In the French elections, young people abstained or voted for Melenchon

In the French elections, young people abstained or voted for Melenchon – In the first round of the presidential elections, 42% of young people between 18 and 24 did not go to vote, marking a record abstention compared to the global rate of 25.2. The next day in France, media and analysts express concern over the skyrocketing youth abstention rate – in 2017 it was 27.8% – symptomatic of the growing lack of interest in politics, which, however, is offset by other forms of social commitment.

Furthermore, if young French people had been the only population group to vote yesterday, Jean-Luc Mèlenchon and Marine Le Pen would have gone to the ballot, instead of the duel between Le Pen and Emmanuel Macron. A vote therefore more oriented towards extremes, symptomatic of the protest that mounts in this age group.

According to the survey institute Ispos, the 18-24 year olds gave 31% of the preferences to the leader of France Insoumise (radical left), about 9 points more than the final result of 22%. In second position, 26% of them would have voted for the leader of the Rassemblement national (RN) while Macron, chosen by only 20% of the youngest electorate, would have been eliminated in the second round.

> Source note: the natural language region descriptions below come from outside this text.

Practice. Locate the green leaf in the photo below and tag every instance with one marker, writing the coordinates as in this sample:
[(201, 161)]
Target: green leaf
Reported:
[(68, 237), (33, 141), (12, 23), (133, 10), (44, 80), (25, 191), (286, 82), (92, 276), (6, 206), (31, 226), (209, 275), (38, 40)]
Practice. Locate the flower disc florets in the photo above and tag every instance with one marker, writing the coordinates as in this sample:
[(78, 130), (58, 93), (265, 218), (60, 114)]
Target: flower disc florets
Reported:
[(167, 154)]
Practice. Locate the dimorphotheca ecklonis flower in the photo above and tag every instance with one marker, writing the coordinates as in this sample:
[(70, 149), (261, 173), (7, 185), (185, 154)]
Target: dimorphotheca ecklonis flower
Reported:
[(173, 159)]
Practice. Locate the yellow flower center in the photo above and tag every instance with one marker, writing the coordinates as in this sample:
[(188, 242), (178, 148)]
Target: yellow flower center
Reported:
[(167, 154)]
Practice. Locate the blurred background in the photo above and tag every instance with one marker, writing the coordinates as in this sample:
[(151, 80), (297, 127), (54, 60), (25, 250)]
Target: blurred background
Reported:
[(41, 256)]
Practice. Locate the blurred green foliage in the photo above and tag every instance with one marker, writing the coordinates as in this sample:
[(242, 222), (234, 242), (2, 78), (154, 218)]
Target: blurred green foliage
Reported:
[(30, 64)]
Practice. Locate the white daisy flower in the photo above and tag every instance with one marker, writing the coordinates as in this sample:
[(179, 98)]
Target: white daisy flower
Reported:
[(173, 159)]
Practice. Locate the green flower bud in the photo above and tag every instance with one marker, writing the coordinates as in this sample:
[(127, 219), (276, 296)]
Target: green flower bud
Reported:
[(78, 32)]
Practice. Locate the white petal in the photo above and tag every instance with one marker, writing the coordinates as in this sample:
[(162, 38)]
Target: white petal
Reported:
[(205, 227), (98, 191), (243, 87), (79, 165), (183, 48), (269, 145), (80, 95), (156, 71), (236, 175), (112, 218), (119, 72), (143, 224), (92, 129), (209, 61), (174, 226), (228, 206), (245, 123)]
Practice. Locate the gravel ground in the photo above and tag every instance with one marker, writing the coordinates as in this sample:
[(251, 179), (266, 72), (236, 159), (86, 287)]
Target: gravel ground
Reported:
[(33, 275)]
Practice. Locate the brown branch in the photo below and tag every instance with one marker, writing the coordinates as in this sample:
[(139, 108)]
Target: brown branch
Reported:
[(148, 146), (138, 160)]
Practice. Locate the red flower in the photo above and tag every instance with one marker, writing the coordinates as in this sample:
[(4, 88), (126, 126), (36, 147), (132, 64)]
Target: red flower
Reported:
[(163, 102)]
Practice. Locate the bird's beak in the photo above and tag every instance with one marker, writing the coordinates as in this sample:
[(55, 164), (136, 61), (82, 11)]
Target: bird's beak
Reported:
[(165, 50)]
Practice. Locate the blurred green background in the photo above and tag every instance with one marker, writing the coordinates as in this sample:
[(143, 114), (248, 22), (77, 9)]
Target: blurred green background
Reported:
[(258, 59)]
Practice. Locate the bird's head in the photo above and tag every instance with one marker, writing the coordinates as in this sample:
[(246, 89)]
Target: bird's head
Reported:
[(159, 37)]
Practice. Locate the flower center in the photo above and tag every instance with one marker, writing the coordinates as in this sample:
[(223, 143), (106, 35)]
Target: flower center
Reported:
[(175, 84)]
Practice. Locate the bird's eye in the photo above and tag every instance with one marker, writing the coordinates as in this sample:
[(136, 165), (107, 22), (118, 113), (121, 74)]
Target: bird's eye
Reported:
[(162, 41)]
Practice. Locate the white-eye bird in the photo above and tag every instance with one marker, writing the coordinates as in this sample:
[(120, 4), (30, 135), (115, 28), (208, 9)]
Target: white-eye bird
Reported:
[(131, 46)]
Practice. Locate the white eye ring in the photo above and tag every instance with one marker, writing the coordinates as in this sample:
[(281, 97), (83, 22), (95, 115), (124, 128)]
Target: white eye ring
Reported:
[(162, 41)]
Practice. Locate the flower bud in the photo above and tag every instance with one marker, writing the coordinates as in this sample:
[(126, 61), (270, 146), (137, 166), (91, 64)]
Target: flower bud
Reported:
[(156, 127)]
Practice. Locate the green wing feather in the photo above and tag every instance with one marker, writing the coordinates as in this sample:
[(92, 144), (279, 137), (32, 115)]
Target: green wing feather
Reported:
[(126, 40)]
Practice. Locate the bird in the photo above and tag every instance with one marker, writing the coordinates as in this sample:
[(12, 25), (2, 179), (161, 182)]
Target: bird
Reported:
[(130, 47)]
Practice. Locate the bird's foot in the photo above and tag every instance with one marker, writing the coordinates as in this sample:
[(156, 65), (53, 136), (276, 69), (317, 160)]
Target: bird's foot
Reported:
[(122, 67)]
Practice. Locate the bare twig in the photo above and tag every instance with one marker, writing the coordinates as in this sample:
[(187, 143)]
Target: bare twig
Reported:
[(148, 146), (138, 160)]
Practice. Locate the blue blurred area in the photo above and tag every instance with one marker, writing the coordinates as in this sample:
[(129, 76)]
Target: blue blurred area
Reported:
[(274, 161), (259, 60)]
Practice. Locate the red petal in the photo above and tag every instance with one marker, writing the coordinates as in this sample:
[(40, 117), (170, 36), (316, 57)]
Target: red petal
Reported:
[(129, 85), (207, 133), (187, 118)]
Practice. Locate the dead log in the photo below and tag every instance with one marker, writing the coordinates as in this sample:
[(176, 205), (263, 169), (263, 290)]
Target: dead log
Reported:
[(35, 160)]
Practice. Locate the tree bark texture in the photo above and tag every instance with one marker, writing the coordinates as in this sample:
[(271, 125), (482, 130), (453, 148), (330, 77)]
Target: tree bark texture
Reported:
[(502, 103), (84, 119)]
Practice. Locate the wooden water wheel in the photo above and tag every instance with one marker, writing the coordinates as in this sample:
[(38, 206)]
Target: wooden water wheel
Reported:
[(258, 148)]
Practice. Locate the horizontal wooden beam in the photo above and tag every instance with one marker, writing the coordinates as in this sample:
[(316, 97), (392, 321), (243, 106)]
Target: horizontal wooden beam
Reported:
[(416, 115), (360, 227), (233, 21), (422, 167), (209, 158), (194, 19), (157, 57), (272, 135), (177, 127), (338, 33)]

Le Pen is doing well as it has managed to put forward its purchasing power measuresthe issue that most worries young people “explained Mathieu Gallard, research director of Ipsos. For French analysts and pollsters, the record abstention of young people is not a surprise – at the 2021 regional elections 87% of them had abstained – but the result indicates on the one hand the loss of meaning of the vote and on the other the fact that they enter political life in a general atmosphere of discredit towards its protagonists.

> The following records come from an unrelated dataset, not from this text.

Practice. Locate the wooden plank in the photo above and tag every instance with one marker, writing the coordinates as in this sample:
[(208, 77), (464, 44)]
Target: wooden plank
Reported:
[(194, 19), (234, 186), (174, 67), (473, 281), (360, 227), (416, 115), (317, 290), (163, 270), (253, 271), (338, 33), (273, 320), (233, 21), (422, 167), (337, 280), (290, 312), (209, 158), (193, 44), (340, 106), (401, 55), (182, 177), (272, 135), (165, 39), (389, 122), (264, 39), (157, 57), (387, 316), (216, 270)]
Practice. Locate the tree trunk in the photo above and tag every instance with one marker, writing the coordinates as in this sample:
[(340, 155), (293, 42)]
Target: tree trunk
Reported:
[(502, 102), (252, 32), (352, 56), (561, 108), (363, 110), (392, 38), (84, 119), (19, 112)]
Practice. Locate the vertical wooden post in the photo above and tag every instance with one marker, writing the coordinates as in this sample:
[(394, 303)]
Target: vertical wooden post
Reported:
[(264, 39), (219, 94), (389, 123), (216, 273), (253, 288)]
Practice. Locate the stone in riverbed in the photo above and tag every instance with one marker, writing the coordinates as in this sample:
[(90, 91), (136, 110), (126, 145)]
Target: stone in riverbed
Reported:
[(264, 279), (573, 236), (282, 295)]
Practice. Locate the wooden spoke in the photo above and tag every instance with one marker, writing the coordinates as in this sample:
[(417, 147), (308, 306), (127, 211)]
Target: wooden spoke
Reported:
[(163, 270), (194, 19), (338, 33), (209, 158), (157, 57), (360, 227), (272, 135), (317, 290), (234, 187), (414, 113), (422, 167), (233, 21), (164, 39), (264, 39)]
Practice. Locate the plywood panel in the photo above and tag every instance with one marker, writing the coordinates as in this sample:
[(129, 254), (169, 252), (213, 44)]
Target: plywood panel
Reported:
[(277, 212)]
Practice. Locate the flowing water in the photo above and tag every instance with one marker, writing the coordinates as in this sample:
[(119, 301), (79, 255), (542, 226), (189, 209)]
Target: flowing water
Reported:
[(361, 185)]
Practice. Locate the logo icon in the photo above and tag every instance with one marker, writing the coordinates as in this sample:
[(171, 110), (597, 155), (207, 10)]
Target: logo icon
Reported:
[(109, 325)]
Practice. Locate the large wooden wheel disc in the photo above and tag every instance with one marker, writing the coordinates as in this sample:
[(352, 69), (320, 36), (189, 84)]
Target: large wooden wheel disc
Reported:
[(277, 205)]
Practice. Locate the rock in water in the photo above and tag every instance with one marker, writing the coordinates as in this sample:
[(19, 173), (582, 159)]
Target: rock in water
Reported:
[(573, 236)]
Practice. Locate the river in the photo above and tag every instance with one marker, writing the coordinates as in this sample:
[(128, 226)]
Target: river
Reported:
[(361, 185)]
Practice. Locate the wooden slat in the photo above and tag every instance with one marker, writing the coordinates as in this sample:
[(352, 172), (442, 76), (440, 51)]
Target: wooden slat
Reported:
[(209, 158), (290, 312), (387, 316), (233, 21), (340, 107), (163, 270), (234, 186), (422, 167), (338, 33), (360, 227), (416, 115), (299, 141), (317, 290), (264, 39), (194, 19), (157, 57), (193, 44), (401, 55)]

According to an Ifop survey, only one third of 18-25 year olds consider political parties as a good way to change things, while the other two thirds prefer to engage in associations. Half of them see demonstrations as a better tool for making their voices heard. “Among the young we see a rather strong movement of political disaffiliation. Systematic abstention is on the rise and more than a third think that voting is not much use “noted Olivier Galland, sociologist, research director of CNRS.

While the demand for direct or participatory democracy is growingwhich is why young people vote more when they have an interest to defend, which for them has the same value as a street demonstration or the signing of a petition.

“The level of education is progressing and they have a lot more keys to understanding the political world, so they judge candidates. They have a more critical look, which is why they also change their minds more often about who to vote for,” Galland added. The loss of sense of the vote found among young people is a cause for concern, as for analysts in the medium to long term it will affect the democratic system itself.

A risk that has already emerged from a study by the Montaigne Institute: for 51% of respondents, having a democratic government “is not that important”. A result that seems to indicate a “worrying decline in attachment to democracy” warned Galland. On the other hand, even if they have turned their backs on the political system, these young people continue to have a certain interest in social issues, with the environment first. “It is a gap, a paradoxical rift, a sign that the political offer no longer works. The most striking example is that the strong commitment to the environment among young people did not translate into a vote in support of Yannick Jadot nor in greater proximity to the EELV party, proof of the widespread discredit of the world of politics “, concluded the CNRS scholar.